Thursday, May 19, 2011

David Wagoner Wins Prize

The New York Times reports today that the poet David Wagoner was honored by the American Academy of Arts and Letters with the Arthur Rense Poetry Prize given every third year for excellence in poetry.

I found myself getting a little emotional about this news, as Mr. Wagoner is one of "my poets," if you know what I mean. Well, in case you don't, I mean the sort of poet that isn't too well known and that you run across on your own without the help of a teacher or expert. And then when you read his stuff, you find yourself wondering why you haven't read him before. It should be noted that actually Wagoner is a famed poet, probably the leading writer of verse in the American Northwest. To give you an idea of why I like Wagoner so much, here is one of the poems I recall encountering when just leafing through a copy of the Atlantic. It is called "Lachrymals."

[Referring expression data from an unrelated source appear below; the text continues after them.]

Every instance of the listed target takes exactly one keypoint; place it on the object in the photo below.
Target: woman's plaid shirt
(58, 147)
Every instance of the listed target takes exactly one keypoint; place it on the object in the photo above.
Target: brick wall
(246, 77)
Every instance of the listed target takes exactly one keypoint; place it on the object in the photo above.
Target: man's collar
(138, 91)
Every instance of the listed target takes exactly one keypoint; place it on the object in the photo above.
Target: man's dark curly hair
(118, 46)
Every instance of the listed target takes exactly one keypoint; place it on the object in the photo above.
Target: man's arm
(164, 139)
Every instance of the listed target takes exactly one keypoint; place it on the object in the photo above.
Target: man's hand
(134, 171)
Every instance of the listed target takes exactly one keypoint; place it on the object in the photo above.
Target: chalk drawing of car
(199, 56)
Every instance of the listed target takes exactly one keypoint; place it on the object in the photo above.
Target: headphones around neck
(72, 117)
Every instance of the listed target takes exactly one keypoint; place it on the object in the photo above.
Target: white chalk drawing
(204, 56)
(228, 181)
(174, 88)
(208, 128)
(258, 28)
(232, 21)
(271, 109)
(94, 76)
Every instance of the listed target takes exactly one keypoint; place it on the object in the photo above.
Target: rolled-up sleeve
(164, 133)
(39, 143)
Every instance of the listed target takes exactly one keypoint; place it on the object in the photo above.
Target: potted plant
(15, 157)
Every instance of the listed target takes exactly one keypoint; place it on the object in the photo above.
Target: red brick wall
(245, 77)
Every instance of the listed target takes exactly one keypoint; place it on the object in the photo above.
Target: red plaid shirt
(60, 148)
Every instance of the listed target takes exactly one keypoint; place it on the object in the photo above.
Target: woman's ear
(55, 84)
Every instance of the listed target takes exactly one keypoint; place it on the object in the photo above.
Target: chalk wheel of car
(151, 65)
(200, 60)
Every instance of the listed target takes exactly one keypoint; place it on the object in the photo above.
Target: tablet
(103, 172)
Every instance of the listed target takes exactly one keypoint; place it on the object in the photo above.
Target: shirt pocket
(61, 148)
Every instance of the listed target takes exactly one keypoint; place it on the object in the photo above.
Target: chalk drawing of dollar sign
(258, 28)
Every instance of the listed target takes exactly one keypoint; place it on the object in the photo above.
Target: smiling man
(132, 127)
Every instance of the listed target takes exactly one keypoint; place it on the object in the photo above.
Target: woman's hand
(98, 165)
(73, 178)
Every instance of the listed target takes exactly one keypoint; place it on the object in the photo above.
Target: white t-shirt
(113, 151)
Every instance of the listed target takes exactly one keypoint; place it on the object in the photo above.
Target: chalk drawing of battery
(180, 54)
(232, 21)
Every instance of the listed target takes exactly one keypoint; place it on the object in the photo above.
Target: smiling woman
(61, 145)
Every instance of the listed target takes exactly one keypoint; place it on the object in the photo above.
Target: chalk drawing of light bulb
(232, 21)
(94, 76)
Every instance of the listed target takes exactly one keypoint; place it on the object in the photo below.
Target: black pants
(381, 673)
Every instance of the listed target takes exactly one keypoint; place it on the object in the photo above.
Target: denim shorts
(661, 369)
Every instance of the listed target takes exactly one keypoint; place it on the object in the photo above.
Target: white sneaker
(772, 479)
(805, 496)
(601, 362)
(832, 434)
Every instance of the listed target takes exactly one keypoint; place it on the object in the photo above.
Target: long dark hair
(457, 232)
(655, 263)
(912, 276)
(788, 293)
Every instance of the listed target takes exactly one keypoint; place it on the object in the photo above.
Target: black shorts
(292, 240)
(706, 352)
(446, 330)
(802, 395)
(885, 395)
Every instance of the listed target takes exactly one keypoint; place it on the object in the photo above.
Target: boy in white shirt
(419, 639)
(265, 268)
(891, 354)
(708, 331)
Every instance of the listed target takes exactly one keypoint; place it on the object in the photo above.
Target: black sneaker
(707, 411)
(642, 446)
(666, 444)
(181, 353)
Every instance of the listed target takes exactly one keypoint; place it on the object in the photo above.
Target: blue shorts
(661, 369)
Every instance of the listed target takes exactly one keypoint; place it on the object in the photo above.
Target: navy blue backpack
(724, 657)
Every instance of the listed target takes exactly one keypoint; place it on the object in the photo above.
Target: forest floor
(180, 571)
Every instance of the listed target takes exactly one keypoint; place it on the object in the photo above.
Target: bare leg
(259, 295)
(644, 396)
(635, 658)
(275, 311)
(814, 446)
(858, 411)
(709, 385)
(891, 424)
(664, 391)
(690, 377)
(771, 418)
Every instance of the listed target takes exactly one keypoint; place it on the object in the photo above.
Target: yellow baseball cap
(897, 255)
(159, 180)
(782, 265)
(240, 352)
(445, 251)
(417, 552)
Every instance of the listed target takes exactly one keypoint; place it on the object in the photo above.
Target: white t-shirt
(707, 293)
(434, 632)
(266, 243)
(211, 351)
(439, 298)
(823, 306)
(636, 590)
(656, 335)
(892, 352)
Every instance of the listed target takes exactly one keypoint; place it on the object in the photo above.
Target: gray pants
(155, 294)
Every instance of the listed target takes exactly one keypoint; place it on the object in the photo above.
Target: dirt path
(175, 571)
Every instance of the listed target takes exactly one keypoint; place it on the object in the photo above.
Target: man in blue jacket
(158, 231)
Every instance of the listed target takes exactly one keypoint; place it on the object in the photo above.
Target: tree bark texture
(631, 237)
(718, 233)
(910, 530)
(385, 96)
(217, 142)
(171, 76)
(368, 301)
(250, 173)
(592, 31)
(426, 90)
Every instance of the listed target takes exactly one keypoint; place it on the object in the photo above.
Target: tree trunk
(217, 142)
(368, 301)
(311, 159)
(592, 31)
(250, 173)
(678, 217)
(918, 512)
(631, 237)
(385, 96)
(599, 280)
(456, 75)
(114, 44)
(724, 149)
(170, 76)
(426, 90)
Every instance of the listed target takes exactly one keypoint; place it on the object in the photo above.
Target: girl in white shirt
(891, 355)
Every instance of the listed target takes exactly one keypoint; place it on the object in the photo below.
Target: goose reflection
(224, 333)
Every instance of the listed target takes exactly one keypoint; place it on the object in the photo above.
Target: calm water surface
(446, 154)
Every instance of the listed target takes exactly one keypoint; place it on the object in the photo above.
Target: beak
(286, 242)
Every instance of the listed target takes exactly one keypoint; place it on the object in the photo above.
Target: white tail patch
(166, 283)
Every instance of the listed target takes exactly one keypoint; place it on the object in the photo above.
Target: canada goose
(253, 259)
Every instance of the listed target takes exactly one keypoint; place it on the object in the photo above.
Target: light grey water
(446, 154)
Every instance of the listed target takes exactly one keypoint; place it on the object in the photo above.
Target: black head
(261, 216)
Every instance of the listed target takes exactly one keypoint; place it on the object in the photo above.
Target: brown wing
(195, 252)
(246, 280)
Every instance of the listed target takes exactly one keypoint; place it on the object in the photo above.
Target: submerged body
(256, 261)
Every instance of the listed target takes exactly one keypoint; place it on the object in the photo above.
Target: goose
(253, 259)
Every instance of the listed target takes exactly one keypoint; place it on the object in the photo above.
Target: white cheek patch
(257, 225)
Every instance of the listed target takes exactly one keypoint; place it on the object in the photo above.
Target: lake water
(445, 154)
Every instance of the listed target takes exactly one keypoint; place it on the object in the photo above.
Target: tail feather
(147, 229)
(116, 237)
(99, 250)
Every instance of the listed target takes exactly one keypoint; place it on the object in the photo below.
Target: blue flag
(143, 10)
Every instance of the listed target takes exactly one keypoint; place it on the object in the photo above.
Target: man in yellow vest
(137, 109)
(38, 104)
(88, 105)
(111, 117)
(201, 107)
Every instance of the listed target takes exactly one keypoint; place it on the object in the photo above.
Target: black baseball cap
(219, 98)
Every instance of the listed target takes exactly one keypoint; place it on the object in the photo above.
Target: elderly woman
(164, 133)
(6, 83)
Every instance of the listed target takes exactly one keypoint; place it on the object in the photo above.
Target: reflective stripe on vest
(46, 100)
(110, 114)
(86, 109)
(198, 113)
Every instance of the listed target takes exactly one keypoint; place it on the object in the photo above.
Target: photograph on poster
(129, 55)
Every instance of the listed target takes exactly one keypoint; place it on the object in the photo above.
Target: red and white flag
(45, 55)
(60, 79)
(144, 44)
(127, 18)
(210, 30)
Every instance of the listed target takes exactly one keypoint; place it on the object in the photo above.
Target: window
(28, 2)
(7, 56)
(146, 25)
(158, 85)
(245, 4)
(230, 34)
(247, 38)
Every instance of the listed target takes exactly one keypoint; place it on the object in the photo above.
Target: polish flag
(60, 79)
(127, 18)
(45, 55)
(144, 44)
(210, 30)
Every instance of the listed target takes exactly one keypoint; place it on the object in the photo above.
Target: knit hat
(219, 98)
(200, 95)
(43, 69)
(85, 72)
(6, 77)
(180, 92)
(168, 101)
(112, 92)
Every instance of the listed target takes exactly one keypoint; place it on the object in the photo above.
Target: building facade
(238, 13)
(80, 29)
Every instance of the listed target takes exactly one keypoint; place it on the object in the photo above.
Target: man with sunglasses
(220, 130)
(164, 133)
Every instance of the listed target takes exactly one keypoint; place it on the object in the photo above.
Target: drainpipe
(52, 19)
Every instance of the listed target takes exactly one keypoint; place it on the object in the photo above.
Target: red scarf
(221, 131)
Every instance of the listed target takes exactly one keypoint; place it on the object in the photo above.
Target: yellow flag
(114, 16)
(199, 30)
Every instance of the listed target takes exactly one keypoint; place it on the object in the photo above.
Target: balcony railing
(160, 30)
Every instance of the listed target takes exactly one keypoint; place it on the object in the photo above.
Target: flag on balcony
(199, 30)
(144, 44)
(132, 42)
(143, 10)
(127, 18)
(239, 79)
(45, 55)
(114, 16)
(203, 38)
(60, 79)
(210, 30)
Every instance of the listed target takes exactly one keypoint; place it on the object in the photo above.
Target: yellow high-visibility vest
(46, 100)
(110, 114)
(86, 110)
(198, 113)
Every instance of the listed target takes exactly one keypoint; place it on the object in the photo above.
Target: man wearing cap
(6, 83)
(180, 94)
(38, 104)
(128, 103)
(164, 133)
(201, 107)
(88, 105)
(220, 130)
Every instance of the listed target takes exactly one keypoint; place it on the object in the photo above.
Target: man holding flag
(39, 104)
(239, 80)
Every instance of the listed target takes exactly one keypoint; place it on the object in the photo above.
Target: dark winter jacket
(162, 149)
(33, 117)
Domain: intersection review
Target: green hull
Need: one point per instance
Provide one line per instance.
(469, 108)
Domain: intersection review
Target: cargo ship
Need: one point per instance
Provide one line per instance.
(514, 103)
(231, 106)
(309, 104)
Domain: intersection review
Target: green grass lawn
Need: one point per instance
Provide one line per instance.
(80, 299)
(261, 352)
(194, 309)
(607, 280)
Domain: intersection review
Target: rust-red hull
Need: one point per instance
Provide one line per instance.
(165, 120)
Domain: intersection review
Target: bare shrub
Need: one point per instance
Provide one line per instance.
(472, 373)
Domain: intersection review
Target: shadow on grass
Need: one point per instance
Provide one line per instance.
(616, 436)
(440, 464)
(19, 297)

Some Roman women saved their tears in them.
They held flat narrow-necked heart-shaped delicate phials
Below their eyelids against each cheek in turn
And caught their tears. No one could shed enough
In a single spasm to fill that tiny hollow,
So the women stoppered them with glass teardrops
And waited. In the meanwhile, some wore them
Like pendants to have that smooth translucent glass
(The colors of changing light on the hills)
Nearby all day and all night: none could be certain
When grief or pain or a sudden abundance
Of sorrow might come welling into their eyes
Again. When they were full to the brim,
Some women carried them as charms
Of remembrance through their lives
And into their tombs, and some would pour them out
Into quiet streams or onto the bare earth
And walk away, and some would drink them.

This is a beautiful poem and an amazing set of images skillfully arranged for appealing lucidity and maximum emotional impact.

Here's another that I found in a volume of his poetry that I picked up in West Philadelphia near the University of Pennsylvania campus. The poem is called "Lost."

Stand still. The trees ahead and bushes beside you
Are not lost. Wherever you are is called Here,
And you must treat it as a powerful stranger,
Must ask permission to know it and be known.
The forest breathes. Listen. It answers,
I have made this place around you.
If you leave it, you may come back again, saying Here.
No two trees are the same to Raven.
No two branches are the same to Wren.
If what a tree or a bush does is lost on you,
You are surely lost. Stand still. The forest knows
Where you are. You must let it find you.

There is something so reassuring and comforting about this poem. Of course, we CAN be physically lost, but we often overestimate the extent of our separation from our surroundings and forget that those surroundings are to a certain extent part of who we are, part of what it means to be. To be at home in the world is sometimes to be lost, but also to know that it will not last too long and that you will learn something worthwhile from the experience.